My husband is all optimist, all the time. His view is that everything will always work out. He’s super proud of him and anything that gets done in the name of progress.

My son has autism, but he is not autism. It is just a piece of him. I think he is adorably handsome. He is very charming. He is laid back, he is suave. He’s done a couple of photo shoots in the autism space.

Autism is so person specific, that is what makes it hard to treat, makes is hard to identify because everybody’s brain is completely different. It’s snowflake different. I remember the first week of therapy, they first started showing him pictures, he blew wide open. These are WORDS! He blew through that program and learned it so quickly. He is non-verbal. 
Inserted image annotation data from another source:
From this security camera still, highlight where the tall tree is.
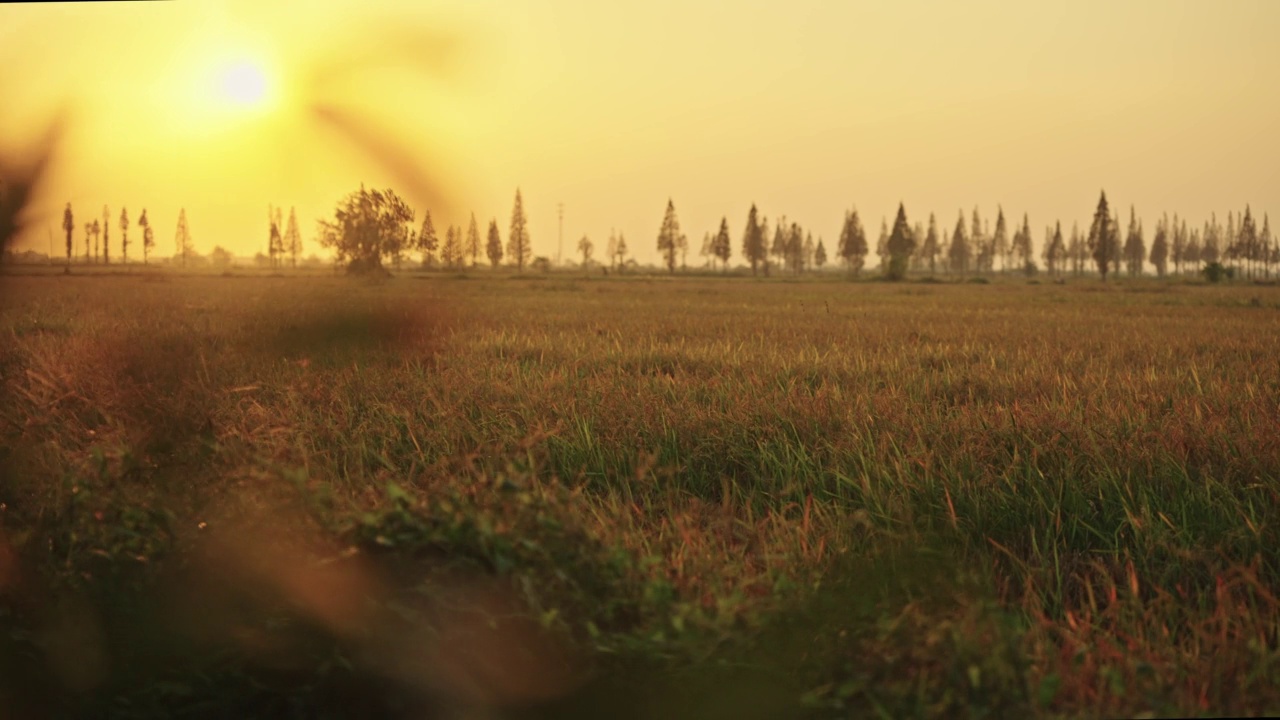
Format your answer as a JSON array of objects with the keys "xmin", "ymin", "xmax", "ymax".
[
  {"xmin": 174, "ymin": 208, "xmax": 192, "ymax": 268},
  {"xmin": 658, "ymin": 197, "xmax": 680, "ymax": 273},
  {"xmin": 991, "ymin": 205, "xmax": 1014, "ymax": 273},
  {"xmin": 138, "ymin": 208, "xmax": 156, "ymax": 265},
  {"xmin": 947, "ymin": 210, "xmax": 973, "ymax": 277},
  {"xmin": 63, "ymin": 202, "xmax": 76, "ymax": 266},
  {"xmin": 102, "ymin": 205, "xmax": 111, "ymax": 265},
  {"xmin": 1149, "ymin": 217, "xmax": 1169, "ymax": 278},
  {"xmin": 1124, "ymin": 205, "xmax": 1147, "ymax": 278},
  {"xmin": 920, "ymin": 213, "xmax": 940, "ymax": 275},
  {"xmin": 712, "ymin": 215, "xmax": 733, "ymax": 273},
  {"xmin": 462, "ymin": 213, "xmax": 480, "ymax": 268},
  {"xmin": 120, "ymin": 208, "xmax": 129, "ymax": 264},
  {"xmin": 886, "ymin": 202, "xmax": 915, "ymax": 281},
  {"xmin": 507, "ymin": 187, "xmax": 534, "ymax": 273},
  {"xmin": 284, "ymin": 206, "xmax": 302, "ymax": 269},
  {"xmin": 485, "ymin": 219, "xmax": 502, "ymax": 270},
  {"xmin": 417, "ymin": 210, "xmax": 440, "ymax": 269},
  {"xmin": 742, "ymin": 202, "xmax": 764, "ymax": 275},
  {"xmin": 836, "ymin": 208, "xmax": 869, "ymax": 277},
  {"xmin": 1089, "ymin": 191, "xmax": 1119, "ymax": 282}
]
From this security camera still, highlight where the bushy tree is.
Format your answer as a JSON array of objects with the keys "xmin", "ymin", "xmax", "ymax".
[
  {"xmin": 658, "ymin": 199, "xmax": 680, "ymax": 273},
  {"xmin": 320, "ymin": 186, "xmax": 413, "ymax": 272},
  {"xmin": 507, "ymin": 187, "xmax": 534, "ymax": 273},
  {"xmin": 485, "ymin": 219, "xmax": 502, "ymax": 270},
  {"xmin": 836, "ymin": 208, "xmax": 869, "ymax": 277},
  {"xmin": 1089, "ymin": 191, "xmax": 1120, "ymax": 282},
  {"xmin": 886, "ymin": 202, "xmax": 915, "ymax": 281}
]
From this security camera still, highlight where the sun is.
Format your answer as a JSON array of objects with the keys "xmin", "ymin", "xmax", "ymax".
[{"xmin": 220, "ymin": 60, "xmax": 268, "ymax": 108}]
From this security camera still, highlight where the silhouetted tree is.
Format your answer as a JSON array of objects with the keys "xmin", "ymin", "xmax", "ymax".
[
  {"xmin": 63, "ymin": 202, "xmax": 76, "ymax": 266},
  {"xmin": 138, "ymin": 208, "xmax": 156, "ymax": 265},
  {"xmin": 102, "ymin": 205, "xmax": 111, "ymax": 265},
  {"xmin": 1089, "ymin": 191, "xmax": 1120, "ymax": 282},
  {"xmin": 485, "ymin": 219, "xmax": 502, "ymax": 270},
  {"xmin": 920, "ymin": 213, "xmax": 940, "ymax": 275},
  {"xmin": 417, "ymin": 210, "xmax": 442, "ymax": 268},
  {"xmin": 712, "ymin": 215, "xmax": 733, "ymax": 272},
  {"xmin": 886, "ymin": 202, "xmax": 915, "ymax": 281},
  {"xmin": 462, "ymin": 213, "xmax": 480, "ymax": 268},
  {"xmin": 284, "ymin": 206, "xmax": 302, "ymax": 269},
  {"xmin": 1149, "ymin": 217, "xmax": 1169, "ymax": 278},
  {"xmin": 947, "ymin": 210, "xmax": 973, "ymax": 277},
  {"xmin": 1044, "ymin": 223, "xmax": 1066, "ymax": 275},
  {"xmin": 991, "ymin": 205, "xmax": 1014, "ymax": 273},
  {"xmin": 836, "ymin": 208, "xmax": 868, "ymax": 277},
  {"xmin": 507, "ymin": 188, "xmax": 534, "ymax": 272},
  {"xmin": 742, "ymin": 204, "xmax": 764, "ymax": 275},
  {"xmin": 1124, "ymin": 205, "xmax": 1147, "ymax": 278},
  {"xmin": 319, "ymin": 186, "xmax": 413, "ymax": 272},
  {"xmin": 174, "ymin": 208, "xmax": 192, "ymax": 268},
  {"xmin": 120, "ymin": 208, "xmax": 129, "ymax": 264},
  {"xmin": 658, "ymin": 199, "xmax": 680, "ymax": 273},
  {"xmin": 1012, "ymin": 213, "xmax": 1034, "ymax": 270}
]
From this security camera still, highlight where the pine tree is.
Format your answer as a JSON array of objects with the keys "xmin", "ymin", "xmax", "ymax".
[
  {"xmin": 836, "ymin": 208, "xmax": 869, "ymax": 277},
  {"xmin": 120, "ymin": 208, "xmax": 129, "ymax": 264},
  {"xmin": 284, "ymin": 206, "xmax": 302, "ymax": 269},
  {"xmin": 174, "ymin": 208, "xmax": 192, "ymax": 268},
  {"xmin": 1124, "ymin": 205, "xmax": 1147, "ymax": 278},
  {"xmin": 138, "ymin": 208, "xmax": 156, "ymax": 265},
  {"xmin": 63, "ymin": 202, "xmax": 76, "ymax": 266},
  {"xmin": 485, "ymin": 219, "xmax": 502, "ymax": 270},
  {"xmin": 991, "ymin": 205, "xmax": 1014, "ymax": 273},
  {"xmin": 102, "ymin": 205, "xmax": 111, "ymax": 265},
  {"xmin": 507, "ymin": 188, "xmax": 534, "ymax": 273},
  {"xmin": 712, "ymin": 217, "xmax": 733, "ymax": 273},
  {"xmin": 462, "ymin": 213, "xmax": 480, "ymax": 268},
  {"xmin": 920, "ymin": 213, "xmax": 940, "ymax": 277},
  {"xmin": 658, "ymin": 197, "xmax": 680, "ymax": 273},
  {"xmin": 417, "ymin": 210, "xmax": 440, "ymax": 269},
  {"xmin": 947, "ymin": 210, "xmax": 972, "ymax": 277},
  {"xmin": 884, "ymin": 202, "xmax": 915, "ymax": 281},
  {"xmin": 1149, "ymin": 217, "xmax": 1169, "ymax": 278},
  {"xmin": 1089, "ymin": 191, "xmax": 1119, "ymax": 282}
]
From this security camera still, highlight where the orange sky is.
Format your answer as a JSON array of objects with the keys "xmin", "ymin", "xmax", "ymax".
[{"xmin": 0, "ymin": 0, "xmax": 1280, "ymax": 263}]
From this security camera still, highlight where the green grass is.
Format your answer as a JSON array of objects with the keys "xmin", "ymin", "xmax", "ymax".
[{"xmin": 0, "ymin": 273, "xmax": 1280, "ymax": 717}]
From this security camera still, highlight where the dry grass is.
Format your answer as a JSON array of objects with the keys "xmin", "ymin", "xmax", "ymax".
[{"xmin": 0, "ymin": 273, "xmax": 1280, "ymax": 716}]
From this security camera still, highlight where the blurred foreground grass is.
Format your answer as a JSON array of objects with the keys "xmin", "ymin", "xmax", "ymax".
[{"xmin": 0, "ymin": 273, "xmax": 1280, "ymax": 717}]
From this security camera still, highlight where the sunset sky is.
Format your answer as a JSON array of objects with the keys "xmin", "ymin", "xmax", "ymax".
[{"xmin": 0, "ymin": 0, "xmax": 1280, "ymax": 264}]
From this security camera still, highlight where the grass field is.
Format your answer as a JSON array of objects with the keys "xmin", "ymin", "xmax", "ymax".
[{"xmin": 0, "ymin": 272, "xmax": 1280, "ymax": 717}]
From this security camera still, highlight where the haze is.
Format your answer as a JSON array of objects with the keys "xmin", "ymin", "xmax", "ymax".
[{"xmin": 0, "ymin": 0, "xmax": 1280, "ymax": 263}]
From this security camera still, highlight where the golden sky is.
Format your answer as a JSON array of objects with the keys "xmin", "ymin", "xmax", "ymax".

You need to grieve the child you thought you had. If you do not grieve, that loss, of what you thought you gave birth to, you will never come to a place to accept the one you got. That’s the biggest thing. To actually accept them. You got to pay attention. Are you in a place of acceptance or tolerance? That is what I check against myself all the time. 

Do whatever you can as fast as you can. Get them evaluated. Find out as much information as you can and try to pull as many resources as you can. Figure out what the benefit (through health insurance) situation is. Find out what is covered. 

Autism is now a space that can be covered. Even if you are in denial or in a space of ‘I don’t know what to do next’, do something. Be okay with what you do. Every decision I made is the best decision I made with the information I had at that point in time. My parents and in-laws give me great moral support. They are there for my son; they are here for him and do whatever is needed.

I work full time and have a part time job. My husband works 0300 to 1100. It’s not optimal, but his schedule does help us out. It is a detriment to him and that’s why I don’t like it. I am rooted in faith. Everything I do around him is all hope, faith, belief in what you can’t see. There is no other way to put it.